Speaking on the heels of a successful showing in Barbados where four boxers from the Uprising Boxing Gym won medals in that country’s invitational tournament, Shabazz said when those at the helm of the organisation refuse to function, it is a clear case of sabotage.
“Several people have come through here and come through boxing without much success of making it to the next stage or to the next level and that is because you have an association that really isn’t functioning in terms of training or organising different meets and so on and because of that it has, in my opinion, sabotaged the future of a lot of people that could have made it further,” he said. 
Shabazz, who has gone on record before, complaining about the state of boxing here, appealed to the newly appointed sports minister Daryll Matthew and others, to join the fight.
“And I am making an appeal to the minister of sports [Daryll Matthew] and other individuals who have an interest in seeing young people being put to another level via the avenue of sports or boxing, I am appealing to them to let’s have a conversation and let’s press the individuals involved in the boxing association to get up off of their you know what, and to start doing something or have an election and get that body together,” he said. 
Several attempts, according to Shabazz, to bring the parties together in an effort to rectify the problem, have gone unacknowledged by the present executive. The boxing association, he added, continues to ignore the efforts of clubs like his to move the sport forward at an association level.
“There is a lot of personal and you know sometimes people have associations that they hug, like it belongs to them and so the short answer to that is no, they haven’t responded.
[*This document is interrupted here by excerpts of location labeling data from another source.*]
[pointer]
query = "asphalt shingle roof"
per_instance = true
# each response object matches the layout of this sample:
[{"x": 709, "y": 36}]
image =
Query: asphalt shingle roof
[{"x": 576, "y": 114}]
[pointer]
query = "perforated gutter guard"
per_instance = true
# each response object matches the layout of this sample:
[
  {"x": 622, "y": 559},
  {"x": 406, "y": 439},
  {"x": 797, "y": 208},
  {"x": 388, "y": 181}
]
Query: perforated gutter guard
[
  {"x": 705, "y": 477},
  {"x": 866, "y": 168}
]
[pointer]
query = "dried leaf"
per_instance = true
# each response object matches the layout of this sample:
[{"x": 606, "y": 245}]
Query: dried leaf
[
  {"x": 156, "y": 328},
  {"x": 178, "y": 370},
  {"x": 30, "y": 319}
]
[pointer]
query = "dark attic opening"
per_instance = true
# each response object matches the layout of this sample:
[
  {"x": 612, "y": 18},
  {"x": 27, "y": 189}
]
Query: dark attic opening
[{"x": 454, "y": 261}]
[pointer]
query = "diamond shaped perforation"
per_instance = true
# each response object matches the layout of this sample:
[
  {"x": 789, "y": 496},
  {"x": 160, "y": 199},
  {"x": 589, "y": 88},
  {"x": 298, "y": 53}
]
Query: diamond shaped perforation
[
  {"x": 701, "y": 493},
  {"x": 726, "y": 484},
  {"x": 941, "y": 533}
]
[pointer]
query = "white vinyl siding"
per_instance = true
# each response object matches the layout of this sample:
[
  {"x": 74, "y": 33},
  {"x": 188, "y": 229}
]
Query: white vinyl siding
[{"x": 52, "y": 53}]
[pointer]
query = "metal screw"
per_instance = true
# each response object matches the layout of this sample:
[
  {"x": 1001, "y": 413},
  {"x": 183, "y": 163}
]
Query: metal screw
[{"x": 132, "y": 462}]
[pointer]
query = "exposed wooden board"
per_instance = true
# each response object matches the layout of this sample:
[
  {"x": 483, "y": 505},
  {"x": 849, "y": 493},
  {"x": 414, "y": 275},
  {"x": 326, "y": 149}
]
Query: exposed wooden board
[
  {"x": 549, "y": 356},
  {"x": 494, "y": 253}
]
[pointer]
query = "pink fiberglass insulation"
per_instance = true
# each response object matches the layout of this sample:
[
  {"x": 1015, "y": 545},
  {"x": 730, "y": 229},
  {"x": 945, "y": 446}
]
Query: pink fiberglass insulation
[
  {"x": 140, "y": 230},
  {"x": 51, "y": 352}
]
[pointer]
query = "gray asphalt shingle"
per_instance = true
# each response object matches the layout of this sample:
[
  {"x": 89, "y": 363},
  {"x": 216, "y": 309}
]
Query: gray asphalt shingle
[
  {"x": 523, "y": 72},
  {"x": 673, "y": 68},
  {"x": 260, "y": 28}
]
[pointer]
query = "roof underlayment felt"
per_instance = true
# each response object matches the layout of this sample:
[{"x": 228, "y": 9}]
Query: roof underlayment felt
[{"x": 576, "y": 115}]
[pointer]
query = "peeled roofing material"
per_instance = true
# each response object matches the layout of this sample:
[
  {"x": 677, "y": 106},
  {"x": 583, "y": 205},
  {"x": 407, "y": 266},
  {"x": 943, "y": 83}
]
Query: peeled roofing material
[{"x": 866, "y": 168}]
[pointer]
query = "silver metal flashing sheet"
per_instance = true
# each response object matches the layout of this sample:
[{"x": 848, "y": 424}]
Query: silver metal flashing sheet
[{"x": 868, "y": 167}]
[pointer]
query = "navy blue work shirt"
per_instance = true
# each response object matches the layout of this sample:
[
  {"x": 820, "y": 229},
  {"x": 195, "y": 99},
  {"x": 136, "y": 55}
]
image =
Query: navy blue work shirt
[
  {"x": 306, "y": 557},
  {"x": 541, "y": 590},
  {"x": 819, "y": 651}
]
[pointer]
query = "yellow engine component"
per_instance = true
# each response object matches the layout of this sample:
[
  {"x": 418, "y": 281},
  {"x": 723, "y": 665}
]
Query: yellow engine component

They have issued a lot of disrespect and when I say disrespect because if you see somebody doing the work, it’s not just about acknowledging them doing the work but at least assist them in doing whatever they are doing for the betterment of all of us,” the former fighter said.
When contacted, President of the boxing association, Len Mussington, refuted the claims, adding that the organisation is fully functioning. He however refused invitations for a live interview on the matter.